31 Jan Feature Selectivity in Vision
This post is another in the series on specialization, in which the author stresses the need for very heterogeneous models for imitating brain capabilities with computers. An important discovery of neurophysiological and cybernetic research is that many neurons, particularly those in areas of the brain that specialize in processing perceptual data, are feature selective. Vision processing is a good example. Some neurons in the visual cortex respond specifically to color, some to light-dark contrast, and others to orientation of lines (Hubel & Wiesel, 1962, 1968; von der Malsburg, 1973). Selectivity to these types of features develops prior to birth in the striate cortex (Brodmann‘s area 17 or the “principal visual cortex”) and becomes tuned during the latter part of fetal development and early infancy (Hubel & Wiesel, 1979).
With specialized cells, each noting one specific aspect of a stimulus (image or sound…), the brain can generate composite representations of objects similar to the pixels on video monitors.
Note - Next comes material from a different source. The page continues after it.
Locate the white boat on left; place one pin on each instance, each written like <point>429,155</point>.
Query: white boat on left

Because this image-interpretation system is linked to the rest of the brain, complex patterns of activation can arise out of recognition to any image pattern perceived more than once. The importance of this discovery is that it suggests an explicit model of knowledge coding.
- Color selective cells become activated in response to perceived colors.
- Contrast selective cells detect borders in images. The aggregate borders of an image tell its shapes.
- Orientation selective cells have been extensively researched in cats. You may have heard of cats that run into chair legs when they are raised in rooms with horizontal lines.
These specialized processing elements (cells) collaborate to divide and conquer, assembling the whole from the parts, and creating an input signal pattern that can be compared with known patterns in the brain.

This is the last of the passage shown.